Avec l'introduction d'une durée moyenne du travail de 42 + 4 heures par semaine, une marge de 4 heures est créée par rapport au maximum légal de 50 heures par semaine. Les médecins assistant.e.s ne travaillent donc pas immédiatement à la « limite » légale, ce qui permet d'éviter que les heures supplémentaires se transforment directement en temps de dépassement. Cela aiderait à amortir les pics de charge pour les médecins assistant.e.s et à réduire le risque de violation de la loi sur le temps de travail. Enfin, la réduction de la durée hebdomadaire de travail de 50 à 46 heures, tout en maintenant la durée maximale hebdomadaire de 50 heures, offre à la fois plus de flexibilité à l'employeur et à l'employé dans la gestion de la charge de travail fluctuante.
Conclusion
Une semaine de 42+4 heures entraînerait de grands changements dans la routine de travail et de formation, et nous, les chirurgien.ne.s, devons être prêts à y faire face. Sans ajustement des processus de travail, il faudrait embaucher plus de personnel, ce qui ne ferait qu'aggraver la situation financière déjà critique des hôpitaux et nuirait à la qualité de la formation.
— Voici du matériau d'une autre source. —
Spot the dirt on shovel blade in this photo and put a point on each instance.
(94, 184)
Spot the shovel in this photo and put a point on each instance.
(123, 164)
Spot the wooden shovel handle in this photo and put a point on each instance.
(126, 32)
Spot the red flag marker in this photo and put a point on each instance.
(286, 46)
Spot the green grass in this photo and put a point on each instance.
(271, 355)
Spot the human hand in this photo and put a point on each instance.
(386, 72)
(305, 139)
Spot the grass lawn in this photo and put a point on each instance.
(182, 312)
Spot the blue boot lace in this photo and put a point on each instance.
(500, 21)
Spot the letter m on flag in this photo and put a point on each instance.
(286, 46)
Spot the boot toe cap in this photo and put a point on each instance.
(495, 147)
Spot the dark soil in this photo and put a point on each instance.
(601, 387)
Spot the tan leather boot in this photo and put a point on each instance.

Une réduction du temps de travail hebdomadaire est soutenue/demandée par un grand nombre de jeunes chirurgien.ne.s en formation postgraduée. Cette demande est principalement due à la frustration engendrée par le système actuel, qui implique des tâches administratives excessives et une absence de formation structurée. En tant que Forum Jeune Chirurgie, nous souhaitons, à travers ce document de position, proposer des solutions qui pourraient être mises en œuvre sans impact financier au niveau régional. Au cours de l’ensemble de nos réflexions, la qualité de la formation postgraduée doit primer sur la quantité d'heures de travail. En optimisant le contenu du travail avec un accent mis sur les activités médicales, il serait même possible de proposer une semaine de 42 + 8 heures, au profit d'une formation postgraduée de haute qualité.